Il corpo di Federica, 41enne funzionaria delle Poste, è stato rinvenuto ieri mattina in una buca profonda oltre due metri. Sul fondo era stato predisposto uno strato di ghiaia drenante per assorbire i liquami della decomposizione e impedire che gas e odori nauseabondi raggiungessero operai o vicini. Il volto era irriconoscibile per l’avanzato stato putrefattivo dopo nove giorni sotto terra; l’autopsia, prevista oggi all’Istituto di medicina legale della Sapienza, chiarirà modalità e ora esatta del delitto, avvenuto presumibilmente nella notte tra l’8 e il 9 gennaio.
Durante l’interrogatorio Carlomagno potrà rivelare dettagli cruciali: con quale arma ha ucciso la moglie (si sospetta con un’arma bianca) e dove l’ha nascosta; dove si trova il cellulare di Federica, sparito la mattina del 9 gennaio e probabilmente usato da lui per rispondere alla suocera con un messaggio anomalo (“Cosa preparo per colazione?”) mentre i genitori la cercavano disperati.

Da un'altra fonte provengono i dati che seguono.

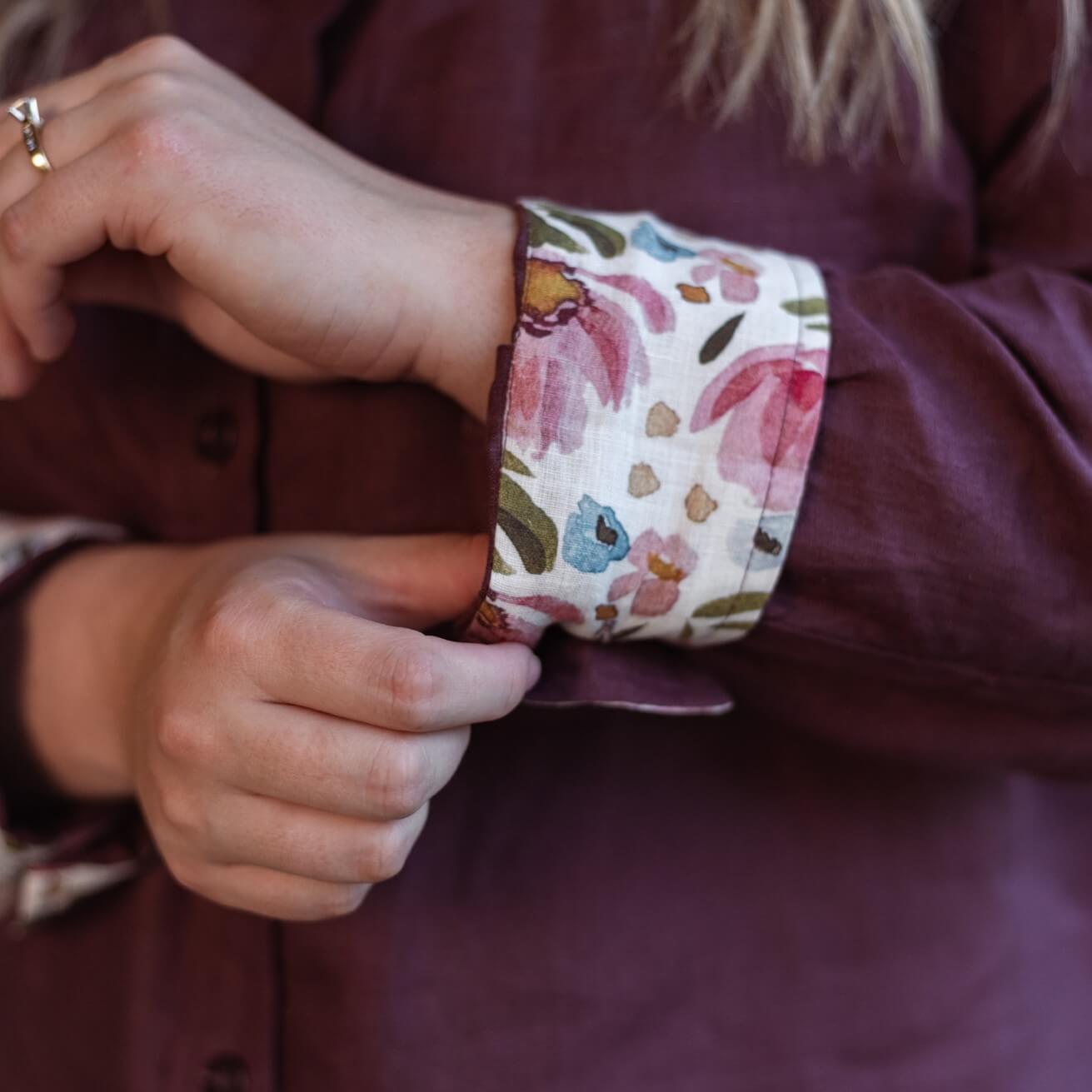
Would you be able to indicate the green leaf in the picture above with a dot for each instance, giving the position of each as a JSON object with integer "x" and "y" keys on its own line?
{"x": 740, "y": 603}
{"x": 516, "y": 466}
{"x": 541, "y": 232}
{"x": 606, "y": 241}
{"x": 719, "y": 339}
{"x": 533, "y": 533}
{"x": 814, "y": 305}
{"x": 499, "y": 565}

Stamattina i carabinieri sono tornati nella villetta di via Costantino per accertamenti irripetibili sull’auto del marito, usata per trasportare il corpo. Nel fascicolo non risultano altri indagati, ma i pm vogliono capire se Carlomagno abbia agito da solo o sia stato aiutato nell’occultamento. Ha avuto a disposizione meno di un’ora e mezzo tra l’uscita di casa (alle 7.30 circa) e l’arrivo dei dipendenti in ditta: tempo sufficiente per scavare, preparare il fondo drenante, adagiare il corpo e ricoprire la buca. Il terreno era ancora fresco e smosso: possibile che nessuno si sia accorto di nulla?